The Gospel of John opens with words that evoke the very beginning of the Bible, the very beginning of the world. It is also steeped in contemporary Jewish understanding of how God created the world. God said, “Let there be light” and there was light. It was by fiat, declaration, the utterance of the Word of God by which everything came into being. The ancient Jewish philosopher Philo Judeaus and the Rabbis of the time all understood that God’s Word was more than the commands of any mortal, it was Wisdom itself and had the power to loose and bind, to create and destroy. They read in Proverbs that, “The LORD by wisdom founded the earth; by understanding he established the heavens” (Prov. 3:19) and knew that the blueprints of Creation is the very wisdom of God. John reveals that this Wisdom and Word, who is one with God, who IS God, and through whom all things came into being, was now entering as a human into God’s, their Creation.
John takes us back to Creation, to the very beginning, because it was after Creation that our relationship between God was ruptured. The “great divorce,” as one person has termed it.

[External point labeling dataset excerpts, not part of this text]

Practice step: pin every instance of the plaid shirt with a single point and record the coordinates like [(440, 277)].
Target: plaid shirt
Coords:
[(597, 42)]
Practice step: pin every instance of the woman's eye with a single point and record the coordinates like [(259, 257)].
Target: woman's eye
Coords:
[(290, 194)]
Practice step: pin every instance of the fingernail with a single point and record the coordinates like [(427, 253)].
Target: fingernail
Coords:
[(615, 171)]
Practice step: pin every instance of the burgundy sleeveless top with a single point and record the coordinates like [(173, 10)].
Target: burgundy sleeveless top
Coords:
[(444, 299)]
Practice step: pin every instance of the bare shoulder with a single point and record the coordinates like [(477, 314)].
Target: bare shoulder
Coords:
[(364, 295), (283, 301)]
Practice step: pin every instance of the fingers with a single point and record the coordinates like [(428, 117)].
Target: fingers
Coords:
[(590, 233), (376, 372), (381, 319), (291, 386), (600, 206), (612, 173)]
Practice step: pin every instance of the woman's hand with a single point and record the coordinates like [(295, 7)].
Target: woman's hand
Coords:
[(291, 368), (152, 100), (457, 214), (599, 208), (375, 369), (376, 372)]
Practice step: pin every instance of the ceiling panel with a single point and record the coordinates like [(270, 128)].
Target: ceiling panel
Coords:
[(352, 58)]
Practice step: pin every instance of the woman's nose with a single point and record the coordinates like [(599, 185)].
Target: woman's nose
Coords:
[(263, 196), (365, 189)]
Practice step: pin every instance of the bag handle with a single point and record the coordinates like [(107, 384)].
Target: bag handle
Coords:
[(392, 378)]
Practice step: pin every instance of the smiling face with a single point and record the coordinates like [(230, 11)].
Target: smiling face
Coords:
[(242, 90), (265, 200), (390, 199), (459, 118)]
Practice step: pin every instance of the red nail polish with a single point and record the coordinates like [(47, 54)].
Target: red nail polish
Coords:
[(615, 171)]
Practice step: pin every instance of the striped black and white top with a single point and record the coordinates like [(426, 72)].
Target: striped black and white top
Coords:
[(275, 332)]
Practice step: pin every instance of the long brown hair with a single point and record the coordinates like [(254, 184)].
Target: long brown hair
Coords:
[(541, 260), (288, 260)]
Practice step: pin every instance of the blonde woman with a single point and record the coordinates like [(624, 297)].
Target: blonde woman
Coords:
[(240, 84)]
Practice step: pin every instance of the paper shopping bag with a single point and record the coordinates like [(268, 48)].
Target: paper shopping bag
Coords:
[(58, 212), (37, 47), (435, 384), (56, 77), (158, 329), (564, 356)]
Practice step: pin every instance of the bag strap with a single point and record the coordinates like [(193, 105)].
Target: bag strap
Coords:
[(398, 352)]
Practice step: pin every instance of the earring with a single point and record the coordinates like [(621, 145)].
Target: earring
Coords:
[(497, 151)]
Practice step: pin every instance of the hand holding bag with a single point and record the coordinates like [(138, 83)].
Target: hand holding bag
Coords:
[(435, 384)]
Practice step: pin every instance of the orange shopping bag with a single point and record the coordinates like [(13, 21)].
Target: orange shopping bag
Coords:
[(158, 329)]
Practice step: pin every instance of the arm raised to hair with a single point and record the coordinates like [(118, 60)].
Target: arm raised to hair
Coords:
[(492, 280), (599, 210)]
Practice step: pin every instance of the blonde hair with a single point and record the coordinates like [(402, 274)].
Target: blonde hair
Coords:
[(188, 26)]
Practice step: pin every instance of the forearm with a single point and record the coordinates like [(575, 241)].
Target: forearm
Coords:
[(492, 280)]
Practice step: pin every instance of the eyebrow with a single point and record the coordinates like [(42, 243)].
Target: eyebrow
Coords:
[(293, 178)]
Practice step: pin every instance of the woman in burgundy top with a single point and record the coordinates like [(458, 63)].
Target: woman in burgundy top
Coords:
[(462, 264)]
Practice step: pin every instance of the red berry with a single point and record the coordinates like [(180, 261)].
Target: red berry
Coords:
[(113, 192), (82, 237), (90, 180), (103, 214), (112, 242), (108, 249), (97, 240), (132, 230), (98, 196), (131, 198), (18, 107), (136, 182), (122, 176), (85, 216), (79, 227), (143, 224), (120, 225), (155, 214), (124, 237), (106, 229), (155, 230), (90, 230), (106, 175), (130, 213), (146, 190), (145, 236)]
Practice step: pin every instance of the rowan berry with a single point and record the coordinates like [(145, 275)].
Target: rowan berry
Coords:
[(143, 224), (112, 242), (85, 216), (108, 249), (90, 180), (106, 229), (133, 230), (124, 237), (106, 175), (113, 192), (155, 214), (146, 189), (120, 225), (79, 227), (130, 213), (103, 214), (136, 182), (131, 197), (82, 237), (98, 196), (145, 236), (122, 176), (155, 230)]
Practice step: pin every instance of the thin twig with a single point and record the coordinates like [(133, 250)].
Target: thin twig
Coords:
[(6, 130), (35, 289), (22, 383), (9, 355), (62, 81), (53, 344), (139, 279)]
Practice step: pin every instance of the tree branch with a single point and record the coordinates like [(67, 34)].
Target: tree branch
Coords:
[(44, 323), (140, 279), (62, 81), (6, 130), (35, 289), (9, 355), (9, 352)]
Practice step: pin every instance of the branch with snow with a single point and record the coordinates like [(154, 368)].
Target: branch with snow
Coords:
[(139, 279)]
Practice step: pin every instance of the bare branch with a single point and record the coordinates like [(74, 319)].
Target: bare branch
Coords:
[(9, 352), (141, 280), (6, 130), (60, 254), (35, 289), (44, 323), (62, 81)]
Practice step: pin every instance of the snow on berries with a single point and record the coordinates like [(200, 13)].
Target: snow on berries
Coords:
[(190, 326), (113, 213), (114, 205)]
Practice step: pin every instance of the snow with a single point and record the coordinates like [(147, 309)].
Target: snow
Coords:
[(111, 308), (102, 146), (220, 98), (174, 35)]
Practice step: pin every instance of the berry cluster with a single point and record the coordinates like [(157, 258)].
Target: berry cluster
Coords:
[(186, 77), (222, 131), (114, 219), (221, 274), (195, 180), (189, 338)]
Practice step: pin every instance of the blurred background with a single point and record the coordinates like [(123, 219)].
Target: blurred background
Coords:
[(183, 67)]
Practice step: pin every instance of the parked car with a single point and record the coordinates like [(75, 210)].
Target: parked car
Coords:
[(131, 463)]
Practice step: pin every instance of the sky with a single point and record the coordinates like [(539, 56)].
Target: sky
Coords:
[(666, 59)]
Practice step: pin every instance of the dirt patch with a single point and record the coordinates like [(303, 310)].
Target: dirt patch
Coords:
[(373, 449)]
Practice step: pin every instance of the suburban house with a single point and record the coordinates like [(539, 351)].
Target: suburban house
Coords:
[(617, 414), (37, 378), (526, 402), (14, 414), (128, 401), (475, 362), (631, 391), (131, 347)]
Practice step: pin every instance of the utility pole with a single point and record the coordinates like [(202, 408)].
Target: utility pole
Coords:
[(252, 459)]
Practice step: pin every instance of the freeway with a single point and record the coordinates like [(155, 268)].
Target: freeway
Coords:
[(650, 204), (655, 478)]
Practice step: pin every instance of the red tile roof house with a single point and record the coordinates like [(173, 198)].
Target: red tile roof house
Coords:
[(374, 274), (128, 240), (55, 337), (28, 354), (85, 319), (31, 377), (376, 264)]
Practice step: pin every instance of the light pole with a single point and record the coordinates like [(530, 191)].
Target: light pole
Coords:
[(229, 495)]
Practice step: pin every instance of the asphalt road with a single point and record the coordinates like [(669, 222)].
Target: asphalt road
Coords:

Once, God walked with humanity in the Garden, present with us in a very real, physical, and supernatural way, all at once, all together, and it was Very Good. But we demanded not only to know Good, but to know everything. To be “like the gods.” The rest of the Bible, as diverse as the various writings are: history, story, parables, songs, and psalms, is all about God calling out to us, it is about the restoration of that relationship.
We have all had a relationship break down, perhaps only in a small way, a general drifting apart, or maybe in a grand, dramatic break. We are in the season of life where so many of our friends and even family are going through separations and divorce. Occasionally, given time and distance and a whole lot of honest communication, they are able to reestablish their relationship. It requires a desire by both parties to be reconciled.
The author of Hebrews preached, “Long ago God spoke to our ancestors in many and various ways by the prophets, but in these last days he has spoken to us by a Son.” That is the Word of God, it is the Conversation of the Creator with his Creation. All of Scripture, all of history is God speaking to us, sending out his Word, seeking to reopen those lines of communication to reconcile us to himself and, in so doing, to reconcile us to one another. A marriage, a friendship, the bonds between a parent and a child, cannot be renewed if there is not an exchange of words, if there is not an open and honest conversation of what has transpired between them and what needs to change in order to save that relationship, that love, that bond.
Reconciliation also requires light to reveal the truth, to drive out the darkness in which live the lies that whisper and keep us from being honest, with God and ourselves. The Word of God, through whom all things are created, now shines as the bright revealing and revelatory light of Christ. That Word and Light brings life into the world, the light of the truth, that God – the Father, Son, and Holy Spirit – was and is always and everywhere present in the world, yearning to walk and talk with you, inviting you back into the family of God.
The baby born, crying out in hunger, bawling for the warmth of his mother, without using any words at all, was and is the very Word of God, asking “Will you come back to me, to walk with me again in the Garden, to tell me of your needs and dreams, your visions and joys? Will you be again my Child?” This is the Word of God for you and for me. And so…
“He was in the world, and the world came into being through him … and to all who received him, who believed in his name, he gave power to become children of God, who were born, not of blood or of the will of the flesh or of the will of man, but of God. And the Word became flesh and lived among us, and we have seen his glory, the glory as of a father’s only son, full of grace and truth.”